For the June seminar we have Alba Halliday more here Alba Halliday - Modelling diseases with delayed reporting and nested structures using a hierarchical framework – Epinowcast
Please post asynchronous questions below.
For the June seminar we have Alba Halliday more here Alba Halliday - Modelling diseases with delayed reporting and nested structures using a hierarchical framework – Epinowcast
Please post asynchronous questions below.
reminder that this is tomorrow!
Delayed reports hide
Bayesian models reveal
Truth in nested data
Also its quite a stealthy code base (reminded by @jamesazam) so see here: GitHub - AlbaMH/nimbleCast: What the Package Does (One Line, Title Case)
Really great stuff!
Here is a LLM generated summary for people.
Presenter: Alba Halliday (University of Glasgow) Collaborators: Oliver Stoner (University of Glasgow), Leonardo Bastos (Oswaldo Cruz Foundation, Brazil), Theo Economou (University of Exeter)
• Development of a hierarchical Bayesian framework for nowcasting disease surveillance data with reporting delays and nested structures
• Application to Brazilian SARI (Severe Acute Respiratory Illness) hospitalisations and nested COVID-19 cases
• Joint modelling approach that links total SARI cases with COVID-positive subset to improve prediction accuracy
• Implementation challenges and solutions for operational disease surveillance systems
• SARI hospitalisations: individuals with fever and cough onset within 10 days requiring hospitalisation
• Reporting delays: cases occur in week T but are reported with delays of 0, 1, 2+ weeks
• Nested structure: proportion of SARI cases that test positive for COVID-19
• Challenge: COVID test results have unknown reporting delays (no timestamp when results are added to records)
• Joint model for total counts (negative binomial) and partial counts (generalised Dirichlet multinomial)
• More flexible than standard multinomial approaches due to additional dispersion parameter • Better captures covariance structure in partial counts
• Implemented as series of beta binomial distributions for improved MCMC efficiency
• COVID cases modelled as proportion of total SARI hospitalisations using beta binomial distribution
• Key innovation: link between expected SARI trend and expected COVID proportion through shared parameter (δ)
• Intuition: waves in SARI often driven by COVID waves • Additional censoring layer to account for incomplete COVID reporting
• Improved prediction precision compared to existing nowcasting approaches for COVID fatalities
• Joint modelling shows better performance than separate models, particularly for capturing trend dynamics
• Age covariate further improved COVID predictions (elderly more likely to be hospitalised for COVID)
• Model successfully captures both temporal trends and delay distributions in real data
• FIOCruz runs InfoGripe surveillance system using INLA (fast, 2-3 minutes runtime)
• Marginal model approach with simpler computational requirements
• More flexible model specification (handles non-standard distributions)
• Potentially more robust (INLA installation issues, struggles with sparse data)
• Enables joint modelling of multiple data streams
• Computational cost: ~12 hours for rolling nowcast experiment vs. minutes for INLA
• Requires MCMC parameter specification and more programming
• Barrier for novel users compared to INLA’s simplicity
• General package for fitting various nowcasting models
• Similar syntax to INLA to facilitate transitions
• Supports both GDM and simpler approaches
• Available on presenter’s GitHub (still in development)
• Extension to multiple viruses (RSV, influenza) alongside COVID within SARI framework
• Forecasting capabilities beyond nowcasting for preventive interventions
• Application to other nested surveillance structures:
• Potential pathogen interaction modelling with semi-mechanistic approaches
• Data: Brazilian SARI surveillance 2021-2024, 27 federal units
• Delays: up to 20 weeks for SARI, 30 weeks for COVID
• Window: 60-week rolling window for analysis • Implementation: R package Nimble for MCMC sampling
• Spatial effects: independent across federal units (extensible to spatiotemporal)
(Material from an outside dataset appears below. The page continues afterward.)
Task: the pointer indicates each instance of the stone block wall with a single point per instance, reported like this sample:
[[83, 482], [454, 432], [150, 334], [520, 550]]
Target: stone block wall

• Stability of COVID-SARI link over time and with changing epidemiology
• Potential for multiple pathogen interaction terms
• Window length optimisation for operational use
• Alternative approaches (e.g., downloading historic datasets to reconstruct delays, fitting to the counts with a joint model)
• Computational efficiency improvements (new sampling methods in development)
My main question is what would you recommend thinking about adding to epinowcast from this work and in what order?